« C’est une honte » : les éditorialistes du WSJ critiquent Brendan Carr après l’échec de son attaque contre la presse
Points clés
- •Le comité éditorial du Wall Street Journal a estimé que Brendan Carr avait menacé les licences de diffusion d’ABC et exercé une pression réglementaire sur le réseau.
- •Le comité a affirmé que le différend avec ABC s’inscrit dans une campagne plus large contre Disney et qu’une enquête sur la DEI pourrait servir de prétexte.
- •Carr a invoqué l’enquête sur la DEI de Disney pour justifier un examen anticipé des licences de huit stations locales appartenant à ABC, dont aucune n’expire avant 2028.

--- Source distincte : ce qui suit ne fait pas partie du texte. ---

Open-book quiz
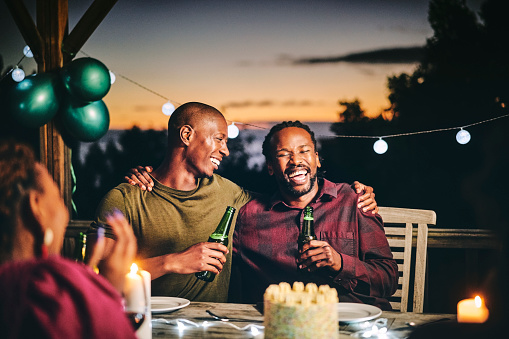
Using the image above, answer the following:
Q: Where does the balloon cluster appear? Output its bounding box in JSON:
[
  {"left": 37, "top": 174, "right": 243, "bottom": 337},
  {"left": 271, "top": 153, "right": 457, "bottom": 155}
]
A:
[{"left": 7, "top": 58, "right": 111, "bottom": 141}]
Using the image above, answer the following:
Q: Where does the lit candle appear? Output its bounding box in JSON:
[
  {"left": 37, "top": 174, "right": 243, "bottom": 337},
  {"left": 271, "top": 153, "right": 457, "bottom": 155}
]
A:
[
  {"left": 124, "top": 264, "right": 146, "bottom": 312},
  {"left": 136, "top": 270, "right": 152, "bottom": 339},
  {"left": 458, "top": 296, "right": 490, "bottom": 323}
]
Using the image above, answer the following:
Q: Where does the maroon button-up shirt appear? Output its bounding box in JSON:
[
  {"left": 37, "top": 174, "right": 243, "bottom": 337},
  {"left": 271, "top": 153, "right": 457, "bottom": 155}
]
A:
[{"left": 230, "top": 179, "right": 398, "bottom": 310}]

- •Le comité a indiqué que la plainte pourrait contribuer à freiner les excès de la FCC et à tester les limites du pouvoir de régulation sur les décisions de rédaction et de programmation.
- •Le comité a rappelé que Carr avait auparavant critiqué les tentatives d’utiliser la FCC pour censurer des diffusions liées à Trump, parlant d’une « tentative dangereuse et massive » d’instrumentaliser l’agence.

Le comité éditorial du Wall Street Journal a accueilli favorablement la nouvelle action en justice déposée contre la Federal Communications Commission du président Donald Trump, accusant son président, Brendan Carr, de menacer les licences de diffusion de sociétés jugées politiquement défavorables.
Dans un éditorial, le comité a écrit que Carr « a menacé de retirer les licences des stations de diffusion d’ABC, cherché à imposer un contrôle politique sur les invités de son émission de journée 'The View', et lancé une enquête sur ses pratiques d’emploi ». Le message aux diffuseurs, a ajouté le comité, revient à ceci : « Avertissement aux diffuseurs : ne critiquez pas le président. » Le comité a noté que le différend entre Trump et ABC remonte à son premier mandat, lorsqu’il se plaignait que la couverture de l’actualité par le réseau était injuste, et que, quel que soit le positionnement politique des chaînes de télévision, « M. Trump estime que toute critique est injuste ».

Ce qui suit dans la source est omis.